Had an awning company contact me...they are asking about heat transfer vinyl on their awnings...they said they have a company in Wisconsin do it for them and would like someone a little more local...
These awnings are not nylon, but some sort of canvas type material....no clue of what they are made of....just trying to figure out what type of heat vinyl to use....
Any suggestions?

TIA
Margaret
Cutting Edge


----------



## allhamps (Mar 15, 2007)

It is going to be important that you know what type of stuff the awning is. Sign Warehouse used to sell some stuff called Banner vinyl, that you could use to heat press on the banner material. If the awning is like that, then you might be able to use that.
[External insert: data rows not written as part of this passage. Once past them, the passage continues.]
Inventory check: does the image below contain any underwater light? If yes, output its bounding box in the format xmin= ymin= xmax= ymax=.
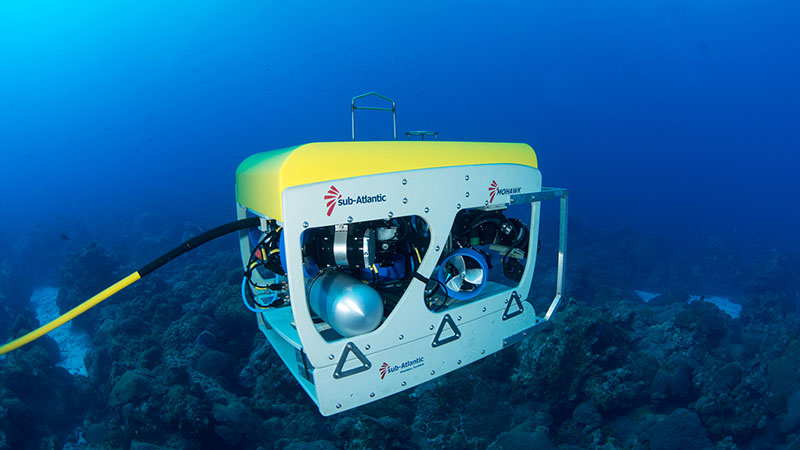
xmin=0 ymin=93 xmax=567 ymax=415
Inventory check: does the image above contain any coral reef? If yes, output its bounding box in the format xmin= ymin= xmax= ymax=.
xmin=0 ymin=223 xmax=800 ymax=450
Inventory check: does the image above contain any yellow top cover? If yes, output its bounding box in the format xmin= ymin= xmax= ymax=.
xmin=236 ymin=141 xmax=538 ymax=221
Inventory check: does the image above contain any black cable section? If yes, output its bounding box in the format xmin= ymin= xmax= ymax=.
xmin=137 ymin=217 xmax=261 ymax=277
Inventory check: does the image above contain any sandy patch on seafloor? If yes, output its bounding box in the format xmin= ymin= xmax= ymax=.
xmin=31 ymin=287 xmax=92 ymax=376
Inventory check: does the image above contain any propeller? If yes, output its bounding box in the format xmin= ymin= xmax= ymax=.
xmin=439 ymin=248 xmax=489 ymax=300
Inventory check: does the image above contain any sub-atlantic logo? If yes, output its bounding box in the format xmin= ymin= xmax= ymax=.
xmin=325 ymin=186 xmax=386 ymax=217
xmin=489 ymin=180 xmax=522 ymax=203
xmin=381 ymin=362 xmax=389 ymax=380
xmin=378 ymin=356 xmax=425 ymax=380
xmin=325 ymin=186 xmax=342 ymax=217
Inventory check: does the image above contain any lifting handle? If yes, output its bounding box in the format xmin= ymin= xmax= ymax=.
xmin=350 ymin=92 xmax=397 ymax=141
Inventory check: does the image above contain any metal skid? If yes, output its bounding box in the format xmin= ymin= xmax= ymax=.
xmin=238 ymin=164 xmax=567 ymax=416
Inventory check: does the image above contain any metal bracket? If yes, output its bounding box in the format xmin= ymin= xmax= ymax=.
xmin=431 ymin=314 xmax=461 ymax=348
xmin=405 ymin=131 xmax=439 ymax=141
xmin=511 ymin=187 xmax=569 ymax=320
xmin=333 ymin=342 xmax=372 ymax=379
xmin=503 ymin=291 xmax=524 ymax=320
xmin=295 ymin=348 xmax=314 ymax=384
xmin=350 ymin=92 xmax=397 ymax=141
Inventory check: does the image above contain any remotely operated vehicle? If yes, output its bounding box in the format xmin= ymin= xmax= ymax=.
xmin=0 ymin=92 xmax=568 ymax=416
xmin=236 ymin=93 xmax=567 ymax=415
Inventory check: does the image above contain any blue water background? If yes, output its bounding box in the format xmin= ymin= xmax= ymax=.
xmin=0 ymin=0 xmax=800 ymax=252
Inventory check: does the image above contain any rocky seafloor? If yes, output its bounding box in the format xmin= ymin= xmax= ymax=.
xmin=0 ymin=217 xmax=800 ymax=450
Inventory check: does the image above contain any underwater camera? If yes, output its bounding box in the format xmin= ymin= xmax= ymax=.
xmin=0 ymin=93 xmax=568 ymax=416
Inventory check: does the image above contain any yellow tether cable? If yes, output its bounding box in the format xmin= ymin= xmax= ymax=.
xmin=0 ymin=272 xmax=142 ymax=355
xmin=0 ymin=217 xmax=261 ymax=355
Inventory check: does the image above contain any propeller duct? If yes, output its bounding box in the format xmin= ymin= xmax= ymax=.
xmin=438 ymin=248 xmax=489 ymax=300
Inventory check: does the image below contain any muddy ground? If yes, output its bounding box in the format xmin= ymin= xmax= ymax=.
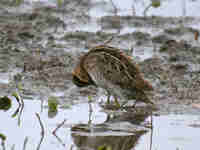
xmin=0 ymin=0 xmax=200 ymax=114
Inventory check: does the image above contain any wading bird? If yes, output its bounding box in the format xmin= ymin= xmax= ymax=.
xmin=72 ymin=45 xmax=153 ymax=107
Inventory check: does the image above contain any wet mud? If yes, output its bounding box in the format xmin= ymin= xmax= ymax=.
xmin=0 ymin=0 xmax=200 ymax=150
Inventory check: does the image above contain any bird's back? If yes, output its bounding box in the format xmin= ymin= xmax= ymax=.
xmin=85 ymin=45 xmax=153 ymax=91
xmin=80 ymin=45 xmax=153 ymax=102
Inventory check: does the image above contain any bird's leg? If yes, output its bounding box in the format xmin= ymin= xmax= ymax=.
xmin=114 ymin=96 xmax=121 ymax=108
xmin=107 ymin=91 xmax=111 ymax=104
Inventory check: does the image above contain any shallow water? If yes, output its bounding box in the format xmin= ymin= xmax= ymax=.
xmin=0 ymin=100 xmax=200 ymax=150
xmin=0 ymin=0 xmax=200 ymax=150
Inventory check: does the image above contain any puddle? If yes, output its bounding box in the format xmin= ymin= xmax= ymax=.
xmin=0 ymin=100 xmax=200 ymax=150
xmin=0 ymin=0 xmax=200 ymax=150
xmin=90 ymin=0 xmax=200 ymax=17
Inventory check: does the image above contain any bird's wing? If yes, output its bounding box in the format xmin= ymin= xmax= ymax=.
xmin=84 ymin=52 xmax=135 ymax=88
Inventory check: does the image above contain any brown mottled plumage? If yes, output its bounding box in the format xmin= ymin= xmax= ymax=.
xmin=73 ymin=45 xmax=153 ymax=104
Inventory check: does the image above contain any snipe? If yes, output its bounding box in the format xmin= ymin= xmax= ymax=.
xmin=73 ymin=45 xmax=153 ymax=107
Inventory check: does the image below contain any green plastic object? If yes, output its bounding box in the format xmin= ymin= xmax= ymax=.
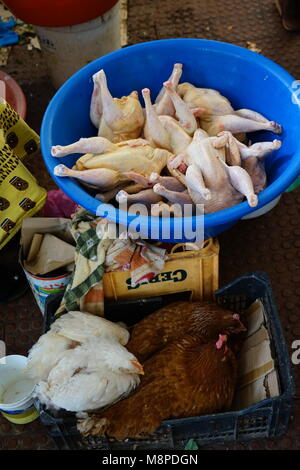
xmin=184 ymin=439 xmax=199 ymax=450
xmin=285 ymin=176 xmax=300 ymax=193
Otherwise, I would guess that you might have to test several types to see if any will adhere. It sounds like the Gorilla Grip or types similar to that might be where you want to start.


----------



## gerry (Oct 4, 2006)

I agree, Maybe see if you can get a piece for your customer to try out with. I had good luck with a boat canopy that is awning material like, With thermoflex plus.
I think you want to make sure it hasnt been coated with weather resistant stuff.


----------



## ino (Jan 23, 2007)

Check out if you can find APA vinyls, this is the vinyl that is mostly used in Europe for truck curtain rails and Awlings.


----------



## Ib4E (Aug 21, 2008)

For a full color, single layer solution, Stahls' ID Direct offers a product called Digital Cad printz. It works great with most materials, including canvas, leather, moisture wicking material ect. Good stuff! 
It holds up well too.


----------



## Cutting_Edge (Jun 30, 2006)

*Here are some kinda weird results......*

*I had a piece of the canvas from the awning company...he said it was made out of acrylic...(personally, I have never heard of material out of acrylic).....so I went to testing.....*
*I had both Eco Film and Eco Film Plus here....BOTH adherred fine......*
*Then...I printed off a full color design on some Solutions Opaque....that too adhered fine.....*
*My next ? for everyone....*
*These awnings go on the outside of buildings...the printed Solutions Opaque....will the print fade in the sun?*

*Thanks again for all the answers*
*Margaret*


----------



## ino (Jan 23, 2007)

Yes it will fade, and red will be the first colour to fade.However if you do laminate it you will get a few more years life. There is a liquid laminate that you can roll on.


----------



## Cutting_Edge (Jun 30, 2006)

ino said:


> Yes it will fade, and red will be the first colour to fade.However if you do laminate it you will get a few more years life. There is a liquid laminate that you can roll on.


 
*A Laminate for heat press vinyl? And what would that be? Do I use just regular laminate for sign vinyl on this?*

*Margaret*

*And thank you for the response*


----------



## ino (Jan 23, 2007)

Hi,
From what I understood you will be printing on the vinyl, so
I would suggest you check out www.clearstarcorp.com/clearshield.
They are suppliers of liquid laminations for use with awlings etc.


----------



## Cutting_Edge (Jun 30, 2006)

*I will get in contact w/ them and get more info on this.....this heat transfer vinyl is different than normal sign vinyl, so I hope it works!!*

*Margaret*
*Cutting Edge*


----------



## JoshEllsworth (Dec 14, 2005)

The inks printed on the Roland are guaranteed 3-5 years UV resistant.


----------



## Cutting_Edge (Jun 30, 2006)

*Thank you Josh for reminding me...but I would like to be able to give them a little more time out of a $2000 awning than 3 to 5 years.....What would you recommend for a laminate for this?*

*Margaret*
*Cutting Edge*


----------